ADDRAR IV
Autonomous shore-launched retrieval robot.
- Status
- Active — final demo phase
- Role
- Vision · Tracking · Control · Firmware
- Duration
- Sept 2025 — May 2026
- Stack
- Raspberry Pi · ONNX · Python · Custom firmware · PD control
Overview
ADDRAR IV is a tethered autonomous robot built to retrieve floating debris from open water. It detects targets with a custom-trained vision model running on a Raspberry Pi, tracks them through frame-to-frame motion, and steers itself toward them with a closed-loop control system that talks to custom firmware on the motor controller.
I owned the vision pipeline, the tracking layer, the steering controller, and the embedded software end to end. This page is the case study from a year of iteration.
The problem
Marina debris is everywhere and almost nobody picks it up. The interesting engineering question is whether a small autonomous platform can do the job from shore — no GPS waypoints in the middle of the lake, no human in the cab, just a vision system and a propulsion stack reacting in real time.
The hard constraint is the environment. Water reflects everything, light changes minute to minute, debris drifts, the camera shakes, the tether snags. A classifier that works in a dry lab fails the first time a wave catches the sun. So the model and the control system have to be robust to motion, glare, and ambiguity — and they have to make decisions fast enough to keep up with a target that keeps moving.

What I built
The platform splits cleanly into four layers. A camera-and-Pi vision node runs the ONNX classifier at ~50 fps. A multi-target tracker turns per-frame detections into stable identities across time. A PD steering controller takes the active target's position relative to the boat and produces a heading correction. And custom motor firmware translates that correction into differential thrust, with a TURN_HARD logic block that eliminates the reverse-and-replan loops the earlier firmware kept falling into.

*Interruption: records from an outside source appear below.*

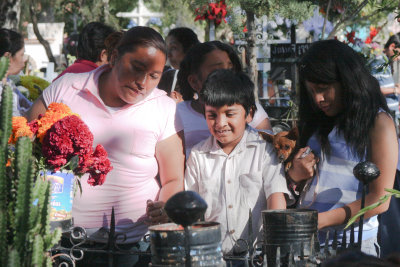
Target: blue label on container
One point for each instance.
(61, 195)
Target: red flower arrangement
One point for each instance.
(64, 141)
(212, 11)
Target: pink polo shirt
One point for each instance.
(129, 136)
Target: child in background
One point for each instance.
(234, 170)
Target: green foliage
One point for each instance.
(383, 199)
(25, 235)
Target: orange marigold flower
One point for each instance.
(20, 128)
(55, 112)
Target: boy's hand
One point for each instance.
(156, 213)
(302, 166)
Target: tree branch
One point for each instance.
(349, 17)
(40, 38)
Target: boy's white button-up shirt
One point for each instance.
(235, 183)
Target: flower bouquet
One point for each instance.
(213, 11)
(63, 150)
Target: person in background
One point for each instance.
(146, 139)
(111, 43)
(200, 61)
(382, 70)
(389, 79)
(344, 119)
(91, 50)
(234, 169)
(168, 83)
(179, 41)
(12, 46)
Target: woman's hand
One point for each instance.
(302, 167)
(156, 213)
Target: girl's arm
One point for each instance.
(384, 153)
(171, 159)
(276, 201)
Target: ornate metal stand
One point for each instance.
(185, 208)
(82, 243)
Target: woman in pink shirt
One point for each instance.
(136, 124)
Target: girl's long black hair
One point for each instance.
(331, 61)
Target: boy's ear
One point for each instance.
(293, 134)
(250, 116)
(113, 58)
(266, 136)
(103, 57)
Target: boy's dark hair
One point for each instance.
(225, 87)
(10, 41)
(194, 59)
(91, 41)
(185, 36)
(394, 39)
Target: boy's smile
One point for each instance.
(227, 124)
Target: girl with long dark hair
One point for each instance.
(344, 118)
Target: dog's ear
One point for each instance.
(293, 134)
(267, 137)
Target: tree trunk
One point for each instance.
(40, 38)
(9, 14)
(251, 51)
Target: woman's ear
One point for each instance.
(103, 58)
(194, 82)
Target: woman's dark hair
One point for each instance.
(140, 36)
(10, 41)
(225, 87)
(111, 42)
(166, 81)
(394, 39)
(195, 57)
(185, 36)
(91, 40)
(328, 62)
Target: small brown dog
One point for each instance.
(284, 144)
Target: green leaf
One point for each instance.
(38, 251)
(73, 163)
(366, 209)
(13, 258)
(25, 172)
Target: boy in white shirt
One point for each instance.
(234, 170)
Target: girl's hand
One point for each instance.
(302, 167)
(156, 213)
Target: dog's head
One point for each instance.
(283, 142)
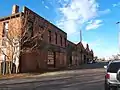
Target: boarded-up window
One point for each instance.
(49, 36)
(50, 58)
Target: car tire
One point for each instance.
(107, 87)
(114, 88)
(118, 75)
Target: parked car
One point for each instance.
(112, 76)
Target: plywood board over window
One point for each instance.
(50, 58)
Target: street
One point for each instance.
(89, 77)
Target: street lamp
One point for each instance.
(118, 35)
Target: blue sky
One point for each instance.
(96, 19)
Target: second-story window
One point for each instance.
(56, 38)
(65, 41)
(5, 33)
(49, 36)
(30, 28)
(5, 29)
(61, 40)
(41, 31)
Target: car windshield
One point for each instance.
(113, 67)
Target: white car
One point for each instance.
(112, 77)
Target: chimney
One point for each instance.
(15, 9)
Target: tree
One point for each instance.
(20, 39)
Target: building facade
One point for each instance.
(41, 45)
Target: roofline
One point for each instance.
(71, 42)
(44, 19)
(11, 16)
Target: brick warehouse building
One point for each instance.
(77, 54)
(52, 52)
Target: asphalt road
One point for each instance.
(88, 77)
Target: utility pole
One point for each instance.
(80, 36)
(81, 43)
(118, 35)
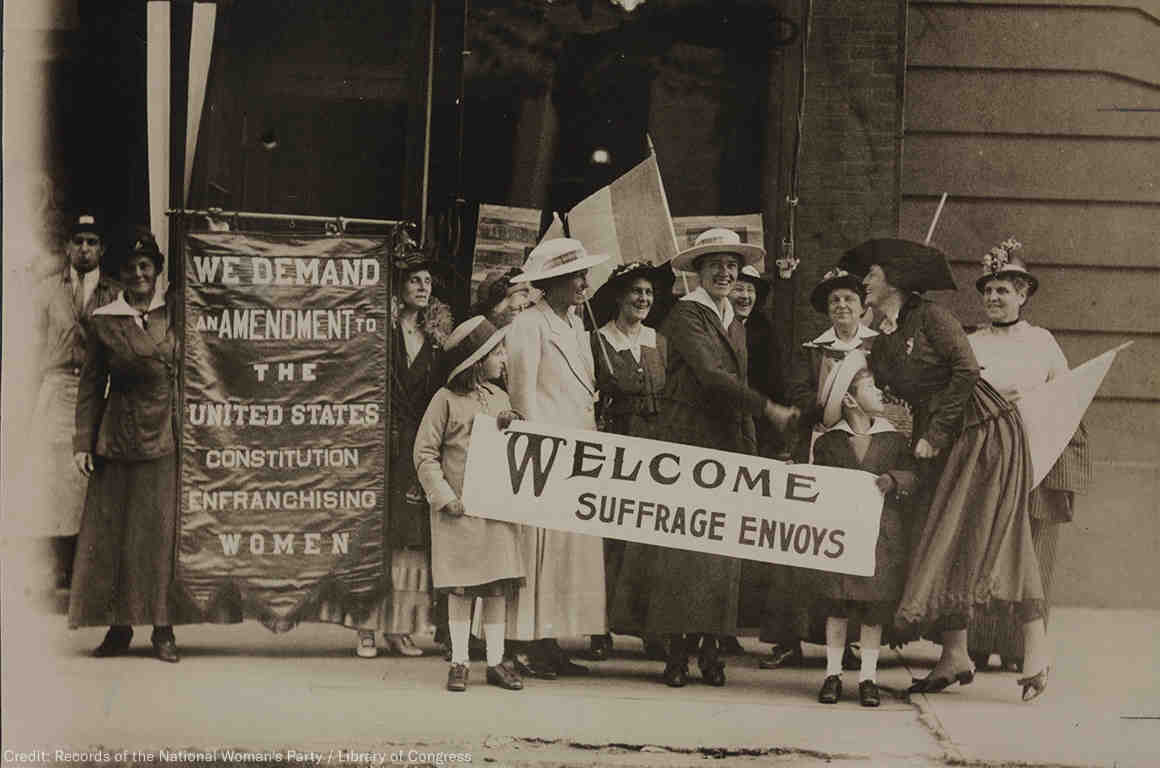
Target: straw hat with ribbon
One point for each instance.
(838, 384)
(1000, 262)
(470, 342)
(908, 266)
(557, 256)
(718, 240)
(833, 280)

Everything talks over serial. The Pi is the brain, the motor controller is the body, and the tether is the umbilical that brings power in and telemetry out.
Results
- 76.9%
- True positive rate
- 4.2%
- Land false-positive rate
- ~50 fps
- On-device inference
- 19
- Fixes shipped in the 5/6 rebuild
How it works
The detector is an FP32 ONNX export of a custom-trained YOLO-class model. I evaluated quantized variants but the FP32 demo model is the deploy artifact — quantization hurt recall on the small-target class enough that it broke the rest of the pipeline downstream.
The tracker is the part that took the most iteration. The flicker problem — a target popping in and out across frames — was killing the controller, because every flicker reset the steering input and the boat would oscillate. I rebuilt the tracker around a hit-streak heuristic that holds an identity through short gaps and rejects single-frame spurious detections. That eliminated the oscillation almost entirely.
Steering is a vanilla PD controller. The proportional term reacts to current bearing error, the derivative term damps overshoot. It works because the rebuilt tracker keeps the input clean.

“The flicker fix was the single biggest unlock — once the tracker stopped lying to the controller, the controller stopped doing dumb things.”
What's next
Tightening the model on edge cases — glare off the water and partial occlusions still trip recall. The plan is one more round of targeted data collection on the failures and a fresh training pass.
On the control side, the open question is whether to layer a smarter search behavior on top of PD steering when no target is in view. Right now the boat holds heading; a slow lawnmower sweep would catch off-frame targets faster.